Supported Hook Points

kneo_agent exposes four middleware hooks:

  • wrap_run(context, handler) for Agent.run(...)
  • wrap_stream(context, handler) for Agent.stream(...)
  • wrap_model_call(context, handler) for one Bridge executor model call
  • wrap_tool_call(context, handler) for one Bridge executor tool dispatch

wrap_run(...) and wrap_stream(...) apply to every runtime style.

wrap_model_call(...) and wrap_tool_call(...) apply only to Bridge runtimes, because Kneo owns the inner loop there.

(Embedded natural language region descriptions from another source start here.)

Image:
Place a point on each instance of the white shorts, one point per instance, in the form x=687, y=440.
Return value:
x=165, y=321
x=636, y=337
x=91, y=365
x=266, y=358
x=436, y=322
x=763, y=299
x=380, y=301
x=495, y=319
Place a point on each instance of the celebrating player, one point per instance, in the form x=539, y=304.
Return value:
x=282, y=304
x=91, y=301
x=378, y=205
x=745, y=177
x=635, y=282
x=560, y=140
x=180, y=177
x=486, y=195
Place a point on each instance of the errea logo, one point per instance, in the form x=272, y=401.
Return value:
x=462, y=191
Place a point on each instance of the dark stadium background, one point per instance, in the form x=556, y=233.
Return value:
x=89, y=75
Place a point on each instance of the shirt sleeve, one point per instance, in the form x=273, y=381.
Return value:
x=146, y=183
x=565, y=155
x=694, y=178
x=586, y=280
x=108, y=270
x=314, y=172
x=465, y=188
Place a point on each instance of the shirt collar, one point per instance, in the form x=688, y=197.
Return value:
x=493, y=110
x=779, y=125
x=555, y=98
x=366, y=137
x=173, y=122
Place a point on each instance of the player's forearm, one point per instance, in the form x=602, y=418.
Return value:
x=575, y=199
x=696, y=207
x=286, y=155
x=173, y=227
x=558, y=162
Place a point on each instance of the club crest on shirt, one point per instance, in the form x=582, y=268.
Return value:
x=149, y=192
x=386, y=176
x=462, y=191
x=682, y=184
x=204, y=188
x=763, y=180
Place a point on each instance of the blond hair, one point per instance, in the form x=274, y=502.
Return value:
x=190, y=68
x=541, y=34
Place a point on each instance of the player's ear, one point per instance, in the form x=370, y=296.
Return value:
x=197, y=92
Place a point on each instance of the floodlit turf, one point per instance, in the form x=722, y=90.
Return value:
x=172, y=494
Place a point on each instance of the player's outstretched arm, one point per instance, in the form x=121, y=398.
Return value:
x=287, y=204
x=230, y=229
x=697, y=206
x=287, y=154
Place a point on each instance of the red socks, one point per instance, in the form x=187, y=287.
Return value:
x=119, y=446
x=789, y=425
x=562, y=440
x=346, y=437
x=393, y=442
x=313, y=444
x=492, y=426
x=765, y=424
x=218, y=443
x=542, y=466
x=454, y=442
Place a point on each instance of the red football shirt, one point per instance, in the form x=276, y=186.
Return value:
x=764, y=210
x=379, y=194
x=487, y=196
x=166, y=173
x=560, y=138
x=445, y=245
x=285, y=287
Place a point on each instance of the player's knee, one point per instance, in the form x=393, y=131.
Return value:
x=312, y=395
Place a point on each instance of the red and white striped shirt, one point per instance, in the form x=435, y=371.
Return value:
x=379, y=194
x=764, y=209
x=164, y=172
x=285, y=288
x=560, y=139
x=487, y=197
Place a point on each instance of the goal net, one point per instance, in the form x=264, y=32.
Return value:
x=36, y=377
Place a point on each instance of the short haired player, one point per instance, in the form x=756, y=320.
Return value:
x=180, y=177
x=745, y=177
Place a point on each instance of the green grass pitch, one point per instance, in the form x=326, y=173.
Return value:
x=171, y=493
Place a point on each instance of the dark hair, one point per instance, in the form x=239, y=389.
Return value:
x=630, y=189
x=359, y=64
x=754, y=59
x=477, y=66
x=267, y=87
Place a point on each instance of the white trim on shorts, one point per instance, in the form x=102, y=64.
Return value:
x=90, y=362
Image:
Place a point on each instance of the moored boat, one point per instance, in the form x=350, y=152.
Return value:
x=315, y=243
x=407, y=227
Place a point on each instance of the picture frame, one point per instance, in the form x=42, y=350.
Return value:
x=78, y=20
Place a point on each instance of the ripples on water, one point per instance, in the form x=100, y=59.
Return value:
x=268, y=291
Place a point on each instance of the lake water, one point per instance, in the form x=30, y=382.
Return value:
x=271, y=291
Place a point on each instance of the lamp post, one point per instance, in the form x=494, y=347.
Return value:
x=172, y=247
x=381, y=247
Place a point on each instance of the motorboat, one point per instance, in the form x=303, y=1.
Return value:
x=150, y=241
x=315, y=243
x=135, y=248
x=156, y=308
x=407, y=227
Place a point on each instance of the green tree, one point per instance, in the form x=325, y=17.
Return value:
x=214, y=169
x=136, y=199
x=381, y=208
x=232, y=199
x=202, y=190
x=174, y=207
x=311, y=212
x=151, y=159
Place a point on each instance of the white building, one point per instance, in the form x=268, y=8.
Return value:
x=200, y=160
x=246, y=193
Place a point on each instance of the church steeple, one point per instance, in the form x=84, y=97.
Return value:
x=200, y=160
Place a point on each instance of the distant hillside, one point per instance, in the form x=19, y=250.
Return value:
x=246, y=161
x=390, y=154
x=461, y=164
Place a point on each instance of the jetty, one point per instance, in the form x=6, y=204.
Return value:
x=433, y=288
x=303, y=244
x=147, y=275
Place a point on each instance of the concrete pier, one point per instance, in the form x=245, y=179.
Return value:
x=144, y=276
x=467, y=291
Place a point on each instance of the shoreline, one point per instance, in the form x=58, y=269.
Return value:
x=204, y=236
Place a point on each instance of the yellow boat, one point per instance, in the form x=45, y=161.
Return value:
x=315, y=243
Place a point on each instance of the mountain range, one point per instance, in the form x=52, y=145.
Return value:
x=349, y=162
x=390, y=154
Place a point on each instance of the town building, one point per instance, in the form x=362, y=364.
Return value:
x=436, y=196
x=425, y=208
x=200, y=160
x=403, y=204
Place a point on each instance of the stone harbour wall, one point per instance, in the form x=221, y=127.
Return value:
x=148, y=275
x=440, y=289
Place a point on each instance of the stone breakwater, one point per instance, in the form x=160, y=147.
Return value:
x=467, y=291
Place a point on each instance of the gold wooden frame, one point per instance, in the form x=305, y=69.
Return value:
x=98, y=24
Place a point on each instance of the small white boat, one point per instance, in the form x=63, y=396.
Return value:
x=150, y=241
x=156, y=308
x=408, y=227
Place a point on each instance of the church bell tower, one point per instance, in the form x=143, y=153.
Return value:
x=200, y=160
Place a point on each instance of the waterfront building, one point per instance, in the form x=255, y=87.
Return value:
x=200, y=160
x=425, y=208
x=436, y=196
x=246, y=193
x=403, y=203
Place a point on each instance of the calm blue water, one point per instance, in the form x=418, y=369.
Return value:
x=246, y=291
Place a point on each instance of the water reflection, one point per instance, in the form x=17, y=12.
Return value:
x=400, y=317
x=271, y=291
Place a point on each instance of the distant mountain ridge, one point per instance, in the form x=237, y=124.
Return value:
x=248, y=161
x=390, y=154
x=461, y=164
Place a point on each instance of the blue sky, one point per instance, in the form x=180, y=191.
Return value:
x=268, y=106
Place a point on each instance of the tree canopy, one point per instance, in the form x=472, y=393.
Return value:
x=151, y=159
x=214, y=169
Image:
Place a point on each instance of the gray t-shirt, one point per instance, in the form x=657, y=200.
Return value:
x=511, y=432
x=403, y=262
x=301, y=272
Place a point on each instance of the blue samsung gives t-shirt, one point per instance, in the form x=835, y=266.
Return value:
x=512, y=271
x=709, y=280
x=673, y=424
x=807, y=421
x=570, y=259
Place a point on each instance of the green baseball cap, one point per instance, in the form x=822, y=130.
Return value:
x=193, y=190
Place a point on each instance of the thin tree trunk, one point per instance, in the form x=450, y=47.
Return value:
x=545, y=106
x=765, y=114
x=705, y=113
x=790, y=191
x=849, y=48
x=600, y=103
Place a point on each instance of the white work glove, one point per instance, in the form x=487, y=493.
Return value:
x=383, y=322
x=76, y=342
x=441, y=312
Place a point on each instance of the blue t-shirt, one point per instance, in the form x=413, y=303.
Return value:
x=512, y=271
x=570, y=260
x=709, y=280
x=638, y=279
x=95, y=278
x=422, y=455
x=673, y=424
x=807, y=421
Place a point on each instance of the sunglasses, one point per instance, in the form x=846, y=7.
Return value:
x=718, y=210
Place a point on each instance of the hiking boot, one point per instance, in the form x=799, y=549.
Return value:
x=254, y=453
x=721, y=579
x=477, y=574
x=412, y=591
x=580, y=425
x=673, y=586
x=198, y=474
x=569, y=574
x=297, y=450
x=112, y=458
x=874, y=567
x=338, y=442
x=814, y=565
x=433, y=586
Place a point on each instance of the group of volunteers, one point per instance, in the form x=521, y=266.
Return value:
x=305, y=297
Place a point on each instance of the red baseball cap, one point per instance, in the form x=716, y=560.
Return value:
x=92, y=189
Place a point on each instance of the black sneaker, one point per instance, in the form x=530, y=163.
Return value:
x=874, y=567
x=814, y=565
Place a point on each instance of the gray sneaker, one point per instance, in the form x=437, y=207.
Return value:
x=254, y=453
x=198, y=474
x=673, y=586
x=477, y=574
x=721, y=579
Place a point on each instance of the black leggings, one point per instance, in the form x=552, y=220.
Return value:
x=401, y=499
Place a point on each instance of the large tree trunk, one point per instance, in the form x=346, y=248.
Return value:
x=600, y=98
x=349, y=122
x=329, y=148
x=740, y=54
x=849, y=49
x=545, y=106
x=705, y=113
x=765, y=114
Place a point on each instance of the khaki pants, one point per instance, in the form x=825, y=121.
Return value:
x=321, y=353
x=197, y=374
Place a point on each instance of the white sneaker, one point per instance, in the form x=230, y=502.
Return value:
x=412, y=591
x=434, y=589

Static vs Per-Run Middleware

Attach middleware statically at build time:

from kneo_agent import AgentBuilder, BaseAgentMiddleware


class LoggingMiddleware(BaseAgentMiddleware):
    async def wrap_run(self, context, handler):
        print(f"running {context.agent_name}")
        return await handler(context)


agent = (
    AgentBuilder()
    .add_middleware(LoggingMiddleware())
    .use_runtime(runtime)
    .build()
)

Attach middleware for a single invocation:

from kneo_agent import RunConfig

result = await agent.run(
    "hello",
    run_config=RunConfig(middlewares=[LoggingMiddleware()]),
)

Per-run middleware is appended after statically configured middleware, so the per-run middleware executes deeper in the chain.

Shared Mutable Context

Each hook receives a context object with the current request state and a handler function that delegates to the next middleware or terminal runtime operation.

Middleware can:

  • mutate context.messages
  • replace or augment context.run_config
  • add values to context.metadata
  • return early without calling handler(...)

Short-Circuiting

Middleware may skip the rest of the pipeline entirely.

That is useful for:

  • blocked requests
  • cached answers
  • synthetic previews
  • fallback behavior

Relationship To Skills

Skills and middleware are complementary but different:

  • skills package reusable data such as prompts, tools, defaults, and metadata
  • middleware is executable code that wraps runtime behavior

Skills compile into RunConfig. Middleware remains an explicit object attached through AgentBuilder or RunConfig.

OpenTelemetry

kneo_agent.observability.OpenTelemetryMiddleware is a built-in middleware that emits spans following the OpenTelemetry GenAI semantic conventions. Spans are named chat <agent> for runs, chat iter=<n> for Bridge model calls, and execute_tool <name> for tool executions, with attributes including gen_ai.system, gen_ai.operation.name, gen_ai.agent.name, gen_ai.tool.name, and gen_ai.usage.{input,output}_tokens when the runtime surfaces token counts via RunResult.metadata["usage"].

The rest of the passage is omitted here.